Teachers are also able to create standards-based assessments with as many questions as they like. They can create very relevant formative assessments at any time. Teachers have the option of creating their own questions or using the bank of questions provided in Edulastic. Teachers get data reports from each assessment. They can see how many minutes students spend on any question.
The diverse data is also helpful from an administrative perspective. For example, when a grade level gives a common formative assessment, we can look on the back end to start the conversations with teachers about how to personalize the learning and/or develop intervention learning plans.
Has this changed the way you assess students and monitor progress?
Before Edulastic, the assessments were often done with paper and pencil. Sometimes, we used assessments aligned from a specific curriculum; some teachers created questions based on the California framework. It was a quantitative and qualitative approach. The challenge was that the data report had to be created by the teachers.
In Edulastic, the quantitative data is automatically available and allows the teachers to design the qualitative data that’s going to accompany that. This leads to much better conferencing with students and supports them individually. The data from Edulastic allows us to identify individual needs and develop personalized qualitative data.
Working with our district, Edulastic has put together great resources to help with assessments. For example, there are great YouTube videos to help teachers understand the platform and the data analysis.
How do you use Edulastic to address your school’s specific needs?

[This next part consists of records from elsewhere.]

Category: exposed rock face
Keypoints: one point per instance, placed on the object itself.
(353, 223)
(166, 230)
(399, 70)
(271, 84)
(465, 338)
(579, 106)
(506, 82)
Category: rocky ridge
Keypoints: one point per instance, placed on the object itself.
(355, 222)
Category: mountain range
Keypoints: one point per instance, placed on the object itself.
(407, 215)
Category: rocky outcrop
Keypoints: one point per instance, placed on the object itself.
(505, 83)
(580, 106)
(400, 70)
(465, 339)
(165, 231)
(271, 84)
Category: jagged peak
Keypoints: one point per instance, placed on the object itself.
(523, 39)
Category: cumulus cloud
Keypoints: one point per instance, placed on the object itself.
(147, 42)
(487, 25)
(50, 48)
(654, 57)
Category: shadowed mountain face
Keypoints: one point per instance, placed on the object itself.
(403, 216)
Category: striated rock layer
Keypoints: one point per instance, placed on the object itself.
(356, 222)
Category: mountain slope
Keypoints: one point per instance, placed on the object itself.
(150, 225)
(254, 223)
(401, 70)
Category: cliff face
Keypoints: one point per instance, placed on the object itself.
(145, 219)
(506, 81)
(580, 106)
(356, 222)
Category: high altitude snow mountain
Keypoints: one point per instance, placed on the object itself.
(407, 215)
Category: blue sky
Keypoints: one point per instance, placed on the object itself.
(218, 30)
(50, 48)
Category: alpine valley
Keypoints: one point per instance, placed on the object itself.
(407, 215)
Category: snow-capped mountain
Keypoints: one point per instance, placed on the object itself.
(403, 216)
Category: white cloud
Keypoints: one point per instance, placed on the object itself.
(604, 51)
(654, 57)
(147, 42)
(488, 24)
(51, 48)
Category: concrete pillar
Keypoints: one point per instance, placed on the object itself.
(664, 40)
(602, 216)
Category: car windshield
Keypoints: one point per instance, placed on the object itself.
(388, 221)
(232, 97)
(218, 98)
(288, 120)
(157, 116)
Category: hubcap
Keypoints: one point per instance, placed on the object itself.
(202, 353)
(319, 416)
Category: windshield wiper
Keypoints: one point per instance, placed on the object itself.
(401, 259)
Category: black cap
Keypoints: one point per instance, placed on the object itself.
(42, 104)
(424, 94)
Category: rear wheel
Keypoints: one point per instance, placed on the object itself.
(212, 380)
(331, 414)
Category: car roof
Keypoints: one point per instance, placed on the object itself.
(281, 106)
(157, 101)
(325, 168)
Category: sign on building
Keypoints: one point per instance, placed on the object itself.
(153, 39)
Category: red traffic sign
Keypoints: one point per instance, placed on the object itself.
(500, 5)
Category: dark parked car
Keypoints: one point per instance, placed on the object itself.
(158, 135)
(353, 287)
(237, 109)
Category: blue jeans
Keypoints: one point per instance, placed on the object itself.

One of the things that our district and Edulastic did together was to partner on using the California framework first to see what students needed to know each year developmentally. We co-created assessments to make sure there were familiar contexts, number choices and strategies students were expected to know. If something was not in the framework, we came back and said that it was not relevant. These types of things were then removed from the assessments. We vetted everything before it was implemented, and it’s been revised many times.
Teachers use the platform to choose and use questions based on who their students are. Teachers have tremendous autonomy with assessment implementation. As an administrator, I can see the whole school’s data very comprehensively and seamlessly. It also feeds well through our school management system.
I know some schools are using Edulastic for data talks with teachers. Some are using this with breakthrough teams, using improvement science principles. It’s a great way to capture data and then use it for the continuous improvement cycle model.
Edulastic’s insight function gives administrators and teachers an understanding of where students are based on any assessments. There is a completion report, and when we drill down on the data, we can look at student achievement by standard. We can see students’ strengths and areas to grow. We can use what they do well to help them grow in areas of need.
We can also look at students through demographic pieces with the insight function. We can sort students to inform flexible strategy groups, intervention areas and other personalized approaches. The demographic data helps us to use an equity lens by examining what factors are supporting students in one subgroup that are doing well and applying those principles to students in the same subgroup that are not yet doing as well. The data platform can also be used to support peer tutoring. The insight function is very powerful.